Proponents of the rights of transgenders would say those cases are obviously different. And, while they are different, they are not obviously so, and may not be for much longer. Because in both cases opponents of the new trend can only point in protest to an objective reality and social necessity as important checks on the right of an individual to “define himself.” That is, nature defines in some measure childhood, race, nation, family origin, and much else. Indeed, gender seems the easier case. It’s variable where childhood begins and ends in different cultures and historical epochs, but men and women are quite different, and it’s rather obviously so; a man in a dress is not a woman, not matter how much he wishes it so. His genetic code says otherwise for starters, as does his anatomy, which can only superficially resemble the female if it is mutilated.
At the heart of the transgender movement is a fundamental philosophical error pointed out by Richard Weaver, namely, the nominalism first espoused by William of Ockham. Ockham, well known for his razor, basically denied the possibility of universals, which he considered philosophically unnecessary. The problem with this viewpoint is that it in a sense denies the possibility of either reality or knowledge; without some ability to abstract and categorize and recognize the way things are the same or different in reference to some universals–male and female, self and other, father and child, reality and opinion about reality–every datum is just one damn thing after another, an incoherent mess, a plaything for the will and preference of the observer.

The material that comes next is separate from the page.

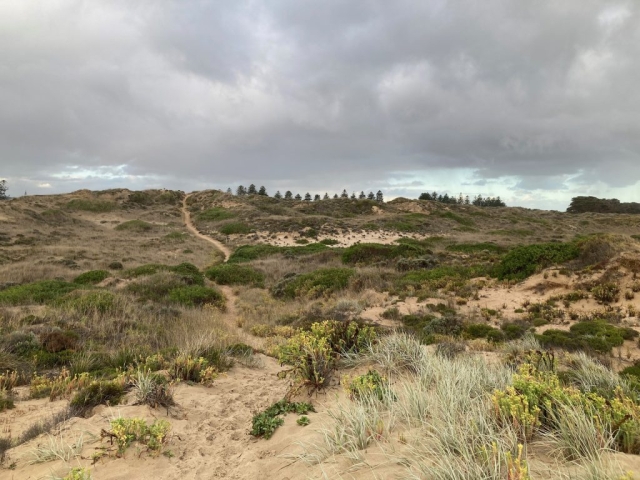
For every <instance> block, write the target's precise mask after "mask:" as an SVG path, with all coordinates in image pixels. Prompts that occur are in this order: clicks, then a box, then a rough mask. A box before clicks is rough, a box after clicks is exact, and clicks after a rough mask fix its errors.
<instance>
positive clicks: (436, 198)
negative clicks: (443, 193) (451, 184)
mask: <svg viewBox="0 0 640 480" xmlns="http://www.w3.org/2000/svg"><path fill="white" fill-rule="evenodd" d="M418 200H431V201H432V202H440V203H448V204H454V205H475V206H476V207H506V206H507V204H506V203H504V202H503V201H502V200H501V199H500V196H497V197H483V196H482V195H476V196H475V197H474V198H473V200H471V199H470V198H469V195H465V196H462V194H460V195H458V196H457V197H454V196H453V195H452V196H449V194H447V193H445V194H444V195H443V194H439V193H438V192H431V193H429V192H425V193H422V194H420V196H419V197H418Z"/></svg>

Liberalism with its ipse dixit notions of rights and its purported universal rights is on a shaky foundation philosophically. In addition to its troubles with men and women, it cannot reliably say what is man (as in human), and how he is distinct from animals. And it cannot say why rights are not mere preferences and persuasive ways of saying, “I want something,” because its non-universal notions of mankind do not include an appraisal of an immutable nature, which transgenderism denies in one of its important particulars. Some liberals of the Enlightenment traditions will posit man has reason and freedom, but these too are contingent notions, and are under attack by animal rights activists and certain voices in the realm of psychology, who argue that free will itself is an illusion.
Far from being a sign of enlightenment and progress, the transgenderism view is just one more waypoint in the devolution of a healthy society. That devolution is precipitated by liberalism and philosophical nominalism. Both disavow man’s place in the universe in reference to a Transcendent God, whose existence colors our view of man’s nature, obligations, and range of choice.
The transgender movement is part of a broader unraveling of reality under the relentless logic of liberalism’s nondiscrimination principle, a principle that says distinctions itself are a type of wrong and violence, and everything must instead be a product of the liberated “free will” of individuals to “define themselves. But just as your right to swing your arm ends at your neighbor’s nose, your right to define yourself should end at objective reality. If not, why could I not define you as an insect or rat and exterminate you if you become inconvenient. Or, for that matter, and more likely in the near future, define child rape of the type promoted by NAMBLA as a fully consensual and beautiful expression of desires, which should be unmoored by any objective reality or limits. It’s coming, and, having rolled over on the transgender atrocity–extended now to young kids, whose desires, as interpreted by their parents are paramount–such a society would be able to do little more than shrug. After all, who is to say?